Fitne çok çetin bir meseledir. Fitne kelimesi çok çetin ve altından zor kalkınan bir mesele olduğu gibi, anlamak ve anlatmak da bir o kadar çetin ve zordur. Fitne olanla olmayanı, bu kapsama girenle girmeyeni bıçak gibi kesip atmak, kesin konuşmak ve kesin sınırlar çizmek mümkün değildir. Daha doğrusu; küfür ve günah olan fitneler mustesna, diğer fitneleri bir kalemde sayıp dökmek kolay değildir. Çünkü, şahsa göre, zaman ve zemine göre değişir.

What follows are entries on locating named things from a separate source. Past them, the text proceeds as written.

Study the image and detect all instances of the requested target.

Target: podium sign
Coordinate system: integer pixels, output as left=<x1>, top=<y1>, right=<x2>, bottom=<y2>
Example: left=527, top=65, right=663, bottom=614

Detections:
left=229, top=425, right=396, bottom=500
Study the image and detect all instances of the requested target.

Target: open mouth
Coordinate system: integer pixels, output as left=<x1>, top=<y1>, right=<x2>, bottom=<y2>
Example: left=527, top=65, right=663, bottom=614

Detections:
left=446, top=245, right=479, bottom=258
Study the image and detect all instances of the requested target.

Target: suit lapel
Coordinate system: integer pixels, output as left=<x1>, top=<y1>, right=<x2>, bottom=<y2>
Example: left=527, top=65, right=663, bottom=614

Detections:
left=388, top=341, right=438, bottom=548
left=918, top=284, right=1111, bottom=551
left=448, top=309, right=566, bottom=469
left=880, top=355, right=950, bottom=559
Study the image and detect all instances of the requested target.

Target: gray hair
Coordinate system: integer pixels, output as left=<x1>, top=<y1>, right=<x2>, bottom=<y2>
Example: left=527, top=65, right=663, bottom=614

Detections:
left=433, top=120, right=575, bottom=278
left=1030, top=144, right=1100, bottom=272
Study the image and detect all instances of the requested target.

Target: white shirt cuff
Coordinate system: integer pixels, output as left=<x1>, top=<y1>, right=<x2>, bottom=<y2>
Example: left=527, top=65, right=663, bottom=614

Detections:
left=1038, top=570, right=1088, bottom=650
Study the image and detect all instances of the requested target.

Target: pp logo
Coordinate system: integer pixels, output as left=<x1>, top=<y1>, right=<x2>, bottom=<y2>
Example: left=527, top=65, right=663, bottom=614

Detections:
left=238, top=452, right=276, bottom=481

Bir söz, bir hareket bir zamana veya bir kimseye veya bir kitleye göre fitne değilse de bir başka zamana, bir başka çevreye göre fitne olur. "Her makamın bir makali vardır" derler. Bu derece değişken bir konu, çok ince bir hesab, etrafı bir ilim ve son derece dikkat isteyen bir mevzudur. Ama, o derecelerde de önemlidir.

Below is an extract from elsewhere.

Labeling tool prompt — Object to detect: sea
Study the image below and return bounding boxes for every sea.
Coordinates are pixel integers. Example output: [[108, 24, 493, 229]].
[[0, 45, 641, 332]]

Emr-i mâruf ve nehy-i münker yapanlar; özellikle vâizler, hatipler ve müftüler son derece dikkatli olmalıdırlar. Kaş yapıyoruz diye göz çıkarmamalıdırlar. İmana getireyim diye küfrünü arttırmamalı, imanını kuvvetlendireyim diye onu yıkmamalı veya zayıf duruma düşürmemeli, ibadetini tam yapsın diye büsbütün terk etmesine sebep olmamalı, günahlardan tamamen sakınsın diye daha fazla günah işlemesine neden olmamalıdır. Birliği sağlıyalım diye mevcudu dağıtmamalı, barıştırayım diye daha da küstürmemeli, elhasıl yapayım diye yıkmamalıdırlar. Teşbih caizse bu konu; en hassas bir ameliyata, mesela beyin ameliyatına benzer. Beyin ameliyatında doktorlar başarılı olmak için ne yaparlar önce? Evvela isabetli bir teşhis koyarlar. Kişinin bu ameliyata tahammülü olup olmadığını tesbit ederler, müsbet netice alacaklarına büyük bir ihtimalle kanaat getirir ve nihayet ameliyat işini yaparken son derece dikkatli ve usulüne uygun bir şekilde olmasına riayet ederler. Öyle ki, azıcık ihmal ne olur? O hastanın hayatına mal olur, değil mi?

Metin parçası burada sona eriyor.